Gawain of Miskbridge (Green Anchor) at 2014-04-29 20:09:52
Don't understand what's going on in the skull's eye sockets (something different in each of the three emblazons), but none of the rest of the group seems to be bothered by this. Contrary to our rules on period forms of artifacts, we continue to allow the use of modern tea roses like these. They are normally blazoned as simply roses; in this case, "roses gules slipped and leaved vert". The heraldic rose is exactly what a "natural" wild rose looks like, right down to the shape of the petals. The blazon indicates that the skull and the roses are coprimary, but the emblazon looks more like the skull is the sole primary and the roses are secondary. Wish it were drawn more clearly as one or the other. Won't comment on whether or not the client is proclaiming herself to be a Dead Head, but the question does arise. No conflicts found.

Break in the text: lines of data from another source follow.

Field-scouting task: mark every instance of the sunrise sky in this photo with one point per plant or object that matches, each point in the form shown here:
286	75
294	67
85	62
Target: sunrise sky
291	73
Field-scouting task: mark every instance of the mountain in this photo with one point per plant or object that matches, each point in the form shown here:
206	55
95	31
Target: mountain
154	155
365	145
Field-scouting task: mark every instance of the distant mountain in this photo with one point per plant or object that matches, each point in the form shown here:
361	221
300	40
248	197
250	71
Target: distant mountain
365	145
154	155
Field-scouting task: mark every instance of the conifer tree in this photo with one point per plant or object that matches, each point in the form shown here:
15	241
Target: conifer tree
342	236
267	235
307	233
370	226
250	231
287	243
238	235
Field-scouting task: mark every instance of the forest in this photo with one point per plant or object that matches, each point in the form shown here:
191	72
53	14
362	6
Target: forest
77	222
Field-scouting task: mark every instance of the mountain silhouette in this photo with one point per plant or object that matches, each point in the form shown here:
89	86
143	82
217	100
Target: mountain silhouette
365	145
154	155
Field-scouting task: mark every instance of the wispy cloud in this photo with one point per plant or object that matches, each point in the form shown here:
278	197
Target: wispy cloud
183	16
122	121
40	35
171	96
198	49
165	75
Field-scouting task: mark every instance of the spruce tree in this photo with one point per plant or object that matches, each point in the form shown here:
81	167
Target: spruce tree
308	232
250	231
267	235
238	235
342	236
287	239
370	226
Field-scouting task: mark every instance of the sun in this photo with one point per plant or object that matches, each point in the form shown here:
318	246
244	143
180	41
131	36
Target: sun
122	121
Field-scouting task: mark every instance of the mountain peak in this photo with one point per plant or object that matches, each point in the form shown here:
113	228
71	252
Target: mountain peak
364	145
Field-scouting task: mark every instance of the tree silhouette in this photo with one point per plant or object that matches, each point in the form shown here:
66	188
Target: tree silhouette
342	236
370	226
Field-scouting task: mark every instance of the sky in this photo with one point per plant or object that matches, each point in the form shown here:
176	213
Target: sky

3: Michael Gyllis -New Name

Submitter desires a masculine name.
No major changes.
Sound (Mi-kel Gil-less) most important.

Name Notes:

Consulting Herald: Sofya la Rus, sofya@heraldshill.org

Michael: - 1346 in Withycombe

Gyllis: - s.n. Gillies, Reaney & Wilson

Please help providing missing information for the documentation.

Name Comments:

Magnus von Lübeck at 2014-04-07 01:50:07
No conflict found. Withycombe s.n. Michael dates the name from 1196-1215, 1218, 1303, 1346.

Reaney & Wilson s.n. Gillies dates John Gyllis from 1521.

Gawain of Miskbridge (Green Anchor) at 2014-04-29 20:10:24
No conflicts found.


Yours in Service,

Lord Collyne Greymoire

Lymphad Herald of Trimaris


OSCAR counts 3 Names and 1 Device. There are a total of 4 items submitted on this letter.